Ancak yoğun baskılarla güç kaybeden solun geride bıraktığı boşluğun yerine duvarlar örüldü. Bu sefer örülen duvarlar iki komşu ülke arasında değil, iki komşu aile arasında gerçekleşti. Gecekondu bölgelerinin etap etap parsellenerek duvarlarla çevrili siteler halini alması bir yandan iktidarın rant politikalarıyla uyuşurken bir yandan da örülü duvarlar içinde hem sınıf ayrımını artıran hem de iktidarın kendi ideolojisini daha rahat yayabileceği mekânlar yarattı.
Artık sadece sayısı gittikçe artan kapalı konut bölgelerinde değil; AVM’ler, yoksul sınıfların yaşadıkları bölgeleri mutenalaştırmak için dikilen sergi binaları, kütüphaneler gibi kamusal mekanlarda da duvarlar yükseliyor. Yaşadığımız evlerde, gün içinde gittiğimiz mekanlarda sürekli duvarlarla karşılaşıyoruz. Duvarlar sadece fiziksel olarak bizi birbirimizden ayırmıyor. Çevremizi saran duvarlar bize kendi duvarlarımızı inşa etmemizi de öğütlüyor. Birbirimizi görmeyi, birbirimize dokunmayı, birlikte yaşamayı, dayanışmayı da bir yaşam pratiği olmaktan çıkartıyor, yalnızca felaket anlarında birbirimizi hatırlıyoruz.
Kendimize ördüğümüz duvarlar aslında güçlünün güçsüze karşı, sermayedarın emekçilere karşı, sarayın kendi halkına karşı ördüğü büyük duvarları gizliyor. Kendimize ördüğümüz duvarlardan kurtulabilirsek, dayanışmayı, birlikte yaşamayı tekrar hatırlayabilirsek eğer biz ezilen tüm kesimlere karşı kurulmuş büyük duvarın ötesinde gerçekten neler döndüğünü görebiliriz.
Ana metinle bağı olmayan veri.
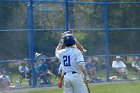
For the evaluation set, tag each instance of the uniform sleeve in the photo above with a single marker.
(57, 53)
(79, 57)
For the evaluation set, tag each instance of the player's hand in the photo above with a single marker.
(86, 79)
(72, 32)
(60, 83)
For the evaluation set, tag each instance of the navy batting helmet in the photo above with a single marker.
(69, 40)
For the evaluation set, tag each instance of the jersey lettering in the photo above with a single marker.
(66, 60)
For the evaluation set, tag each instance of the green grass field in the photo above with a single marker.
(126, 87)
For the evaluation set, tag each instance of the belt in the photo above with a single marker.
(73, 72)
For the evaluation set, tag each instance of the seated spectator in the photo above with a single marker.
(5, 80)
(91, 70)
(136, 65)
(119, 67)
(23, 70)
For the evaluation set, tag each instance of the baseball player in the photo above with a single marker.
(73, 65)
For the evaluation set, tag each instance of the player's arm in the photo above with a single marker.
(60, 44)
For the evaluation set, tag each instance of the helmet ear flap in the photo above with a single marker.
(69, 40)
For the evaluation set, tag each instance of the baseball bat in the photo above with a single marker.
(87, 88)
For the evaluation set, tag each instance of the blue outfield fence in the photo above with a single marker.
(39, 26)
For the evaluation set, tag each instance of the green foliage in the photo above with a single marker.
(126, 87)
(14, 45)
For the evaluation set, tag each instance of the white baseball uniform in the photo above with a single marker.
(73, 77)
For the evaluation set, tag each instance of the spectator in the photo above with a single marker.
(5, 80)
(23, 70)
(91, 70)
(136, 65)
(119, 67)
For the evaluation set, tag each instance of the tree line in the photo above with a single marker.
(14, 44)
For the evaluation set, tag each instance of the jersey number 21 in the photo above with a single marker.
(66, 60)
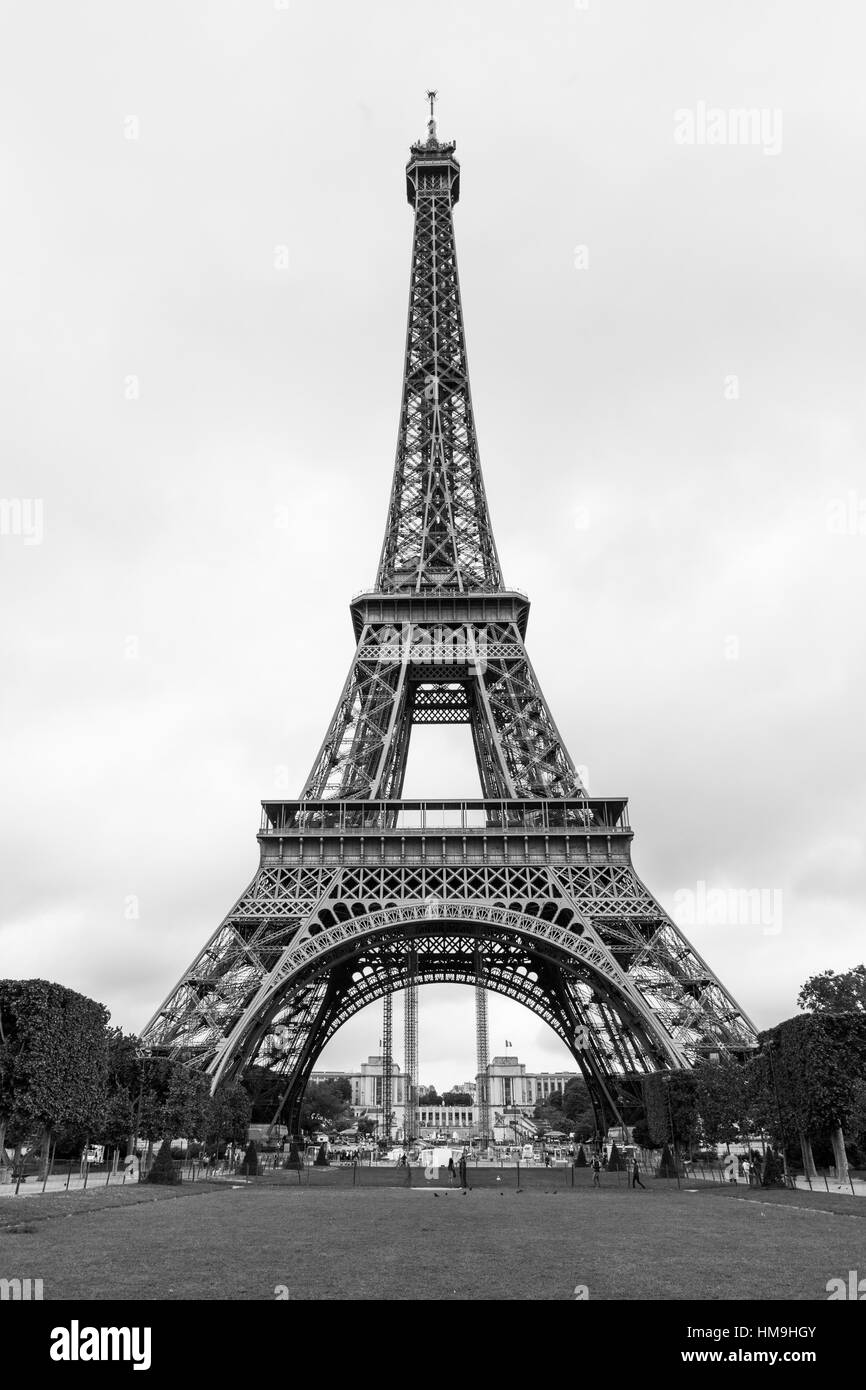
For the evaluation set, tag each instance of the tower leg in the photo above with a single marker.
(481, 1061)
(410, 1045)
(387, 1066)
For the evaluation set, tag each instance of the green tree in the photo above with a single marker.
(809, 1070)
(53, 1061)
(228, 1115)
(163, 1169)
(186, 1104)
(722, 1100)
(831, 993)
(324, 1107)
(672, 1096)
(576, 1101)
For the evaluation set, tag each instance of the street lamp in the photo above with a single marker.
(673, 1137)
(781, 1123)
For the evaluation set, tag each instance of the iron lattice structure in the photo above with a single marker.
(387, 1097)
(483, 1093)
(530, 890)
(410, 1051)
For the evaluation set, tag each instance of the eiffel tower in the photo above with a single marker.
(527, 890)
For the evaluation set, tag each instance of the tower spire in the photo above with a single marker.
(431, 124)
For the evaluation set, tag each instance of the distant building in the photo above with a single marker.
(512, 1091)
(367, 1091)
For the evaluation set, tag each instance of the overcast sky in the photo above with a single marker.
(205, 257)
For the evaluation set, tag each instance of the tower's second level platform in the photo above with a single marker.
(445, 831)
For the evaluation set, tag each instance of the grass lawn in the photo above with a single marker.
(223, 1241)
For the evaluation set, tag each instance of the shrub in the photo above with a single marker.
(163, 1168)
(772, 1173)
(666, 1165)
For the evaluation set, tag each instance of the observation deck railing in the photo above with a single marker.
(460, 818)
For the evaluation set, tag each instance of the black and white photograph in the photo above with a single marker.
(433, 549)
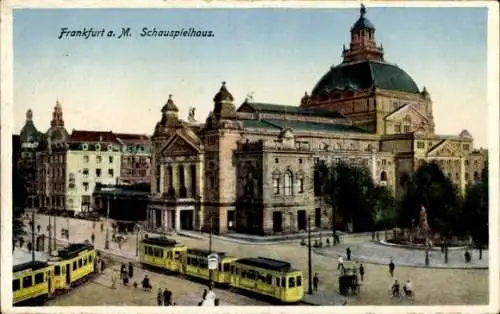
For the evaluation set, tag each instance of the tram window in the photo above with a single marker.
(269, 279)
(38, 278)
(16, 285)
(27, 281)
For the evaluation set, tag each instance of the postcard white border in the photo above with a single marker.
(6, 128)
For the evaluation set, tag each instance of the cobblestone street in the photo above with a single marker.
(432, 286)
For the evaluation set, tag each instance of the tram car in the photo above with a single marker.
(163, 253)
(31, 283)
(265, 276)
(270, 277)
(195, 263)
(73, 265)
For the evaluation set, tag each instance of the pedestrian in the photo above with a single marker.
(122, 271)
(125, 279)
(159, 297)
(130, 270)
(166, 297)
(340, 263)
(315, 282)
(113, 279)
(391, 268)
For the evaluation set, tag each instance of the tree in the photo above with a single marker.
(384, 212)
(19, 195)
(475, 211)
(429, 187)
(351, 193)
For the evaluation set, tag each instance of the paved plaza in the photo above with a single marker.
(377, 253)
(433, 286)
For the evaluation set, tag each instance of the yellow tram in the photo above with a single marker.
(31, 281)
(269, 277)
(73, 264)
(162, 253)
(195, 263)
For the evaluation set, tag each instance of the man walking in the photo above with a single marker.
(361, 271)
(340, 263)
(315, 282)
(391, 268)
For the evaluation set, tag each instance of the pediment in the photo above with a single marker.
(179, 145)
(444, 149)
(407, 112)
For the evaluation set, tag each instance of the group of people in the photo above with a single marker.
(208, 298)
(164, 297)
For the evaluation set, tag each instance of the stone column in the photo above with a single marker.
(187, 179)
(177, 220)
(162, 180)
(175, 178)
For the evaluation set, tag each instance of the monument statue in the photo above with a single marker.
(191, 114)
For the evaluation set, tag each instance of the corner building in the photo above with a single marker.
(251, 169)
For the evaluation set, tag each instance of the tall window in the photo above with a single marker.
(276, 186)
(288, 183)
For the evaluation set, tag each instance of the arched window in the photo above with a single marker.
(476, 176)
(383, 176)
(288, 183)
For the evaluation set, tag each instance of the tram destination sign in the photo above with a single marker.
(213, 260)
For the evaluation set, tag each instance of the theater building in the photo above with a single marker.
(250, 169)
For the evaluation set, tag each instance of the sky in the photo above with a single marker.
(275, 54)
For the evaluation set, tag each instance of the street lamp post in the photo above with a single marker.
(106, 243)
(309, 262)
(210, 248)
(33, 234)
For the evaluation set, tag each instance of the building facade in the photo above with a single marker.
(69, 166)
(250, 168)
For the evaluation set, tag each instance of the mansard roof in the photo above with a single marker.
(293, 110)
(300, 126)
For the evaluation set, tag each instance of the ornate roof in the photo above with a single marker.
(293, 110)
(365, 75)
(223, 94)
(170, 106)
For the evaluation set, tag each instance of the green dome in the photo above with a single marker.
(365, 75)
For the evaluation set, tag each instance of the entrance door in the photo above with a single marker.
(301, 220)
(318, 217)
(277, 221)
(68, 276)
(187, 219)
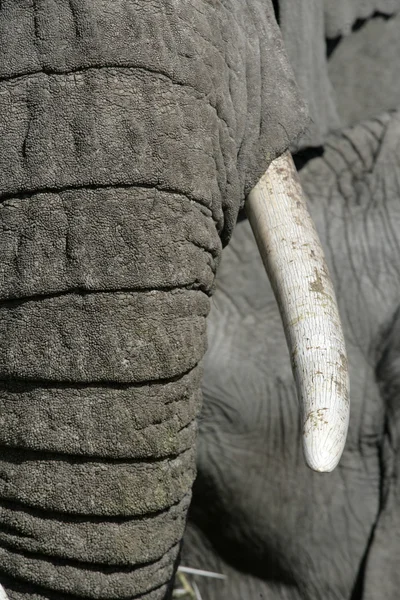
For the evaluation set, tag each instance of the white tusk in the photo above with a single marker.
(295, 264)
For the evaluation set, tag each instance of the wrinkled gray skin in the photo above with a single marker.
(278, 530)
(130, 134)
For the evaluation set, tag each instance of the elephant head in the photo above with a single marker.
(131, 134)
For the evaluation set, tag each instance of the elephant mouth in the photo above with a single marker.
(294, 260)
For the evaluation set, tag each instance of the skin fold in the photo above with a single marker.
(130, 134)
(276, 529)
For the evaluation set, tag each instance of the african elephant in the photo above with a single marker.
(131, 133)
(276, 529)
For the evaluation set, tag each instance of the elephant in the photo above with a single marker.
(276, 529)
(132, 133)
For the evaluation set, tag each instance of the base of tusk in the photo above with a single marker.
(296, 267)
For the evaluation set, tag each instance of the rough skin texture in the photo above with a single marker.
(276, 529)
(344, 54)
(130, 133)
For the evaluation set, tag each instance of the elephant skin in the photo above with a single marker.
(130, 134)
(276, 529)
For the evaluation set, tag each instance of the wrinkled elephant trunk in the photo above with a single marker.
(100, 388)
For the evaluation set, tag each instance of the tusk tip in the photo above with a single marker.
(322, 462)
(324, 439)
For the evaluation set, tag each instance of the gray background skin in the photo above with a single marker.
(278, 530)
(130, 133)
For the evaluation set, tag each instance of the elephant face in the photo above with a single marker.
(131, 133)
(276, 529)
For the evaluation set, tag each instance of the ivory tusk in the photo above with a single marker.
(296, 267)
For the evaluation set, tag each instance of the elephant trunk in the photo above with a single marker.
(102, 329)
(295, 263)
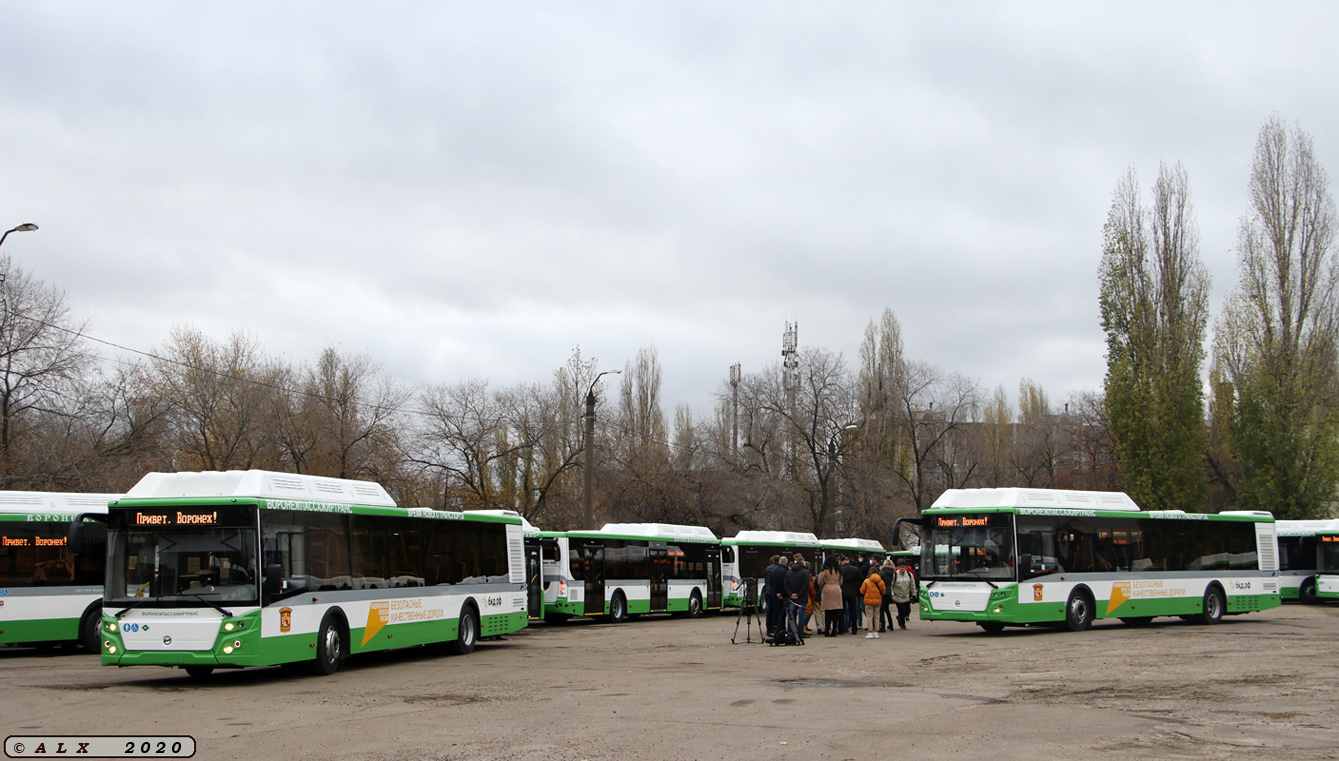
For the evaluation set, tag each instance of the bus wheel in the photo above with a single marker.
(469, 634)
(90, 630)
(1307, 592)
(1078, 611)
(330, 646)
(617, 608)
(1213, 606)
Ursula K. Le Guin’in Mülksüzler romanının giriş kısmında söylediği gibi “Bir duvar var… Bütün duvarlar gibi iki anlamlı, ikiyüzlüydü. Neyin içeride, neyin dışarıda olduğu, duvarın hangi yanından baktığınıza bağlıydı.”. Kimin içeride kimin dışarıda olduğu sorusu ancak o duvarın tepesine çıkıp bakabildiğimizde mümkün. Üreten, eşit, demokratik, laik, insanca bir yaşam isteyen çoğunluğun mu yoksa her geçen gün gittikçe zenginleşen, dünyayı yağmalayarak yaşanmaz bir hale çeviren barbar azınlığın mı?
Roma tiyatrolarını Antik Yunan tiyatrolarından ayıran en önemli mimari özelliklerinden birisi sahne duvarının yükseltilerek seyircinin doğayla olan diyaloğunu tamamen kesmek ve tüm dikkatini sahnedeki kurguya yöneltmek olmuştu. Bugün de sahne duvarının arkasındakilerin yazdığı oyunu sessizce izlemek ve yeri geldiğinde alkışlamak zorunda bırakılıyoruz. Fakat bu oyun bizim hayallerimizle örtüşmüyor. Biraz bir dikkatimiz dağılsa, gözümüzün önünde oynanan oyundan kafamızı çevirip birbirimize baksak, bu yaşananların bir grup azınlığın kendi iktidarlarını devam ettirebilmek için bize oynadıkları bir oyun olduğunu göreceğiz. Tam karşımıza örülen duvarın ötesinde başka bir dünyanın mümkün olduğunu birbirimize bakıp, ayağa kalkıp, oyunu terk edip, dışarıya çıktığımızda farkına varacağız.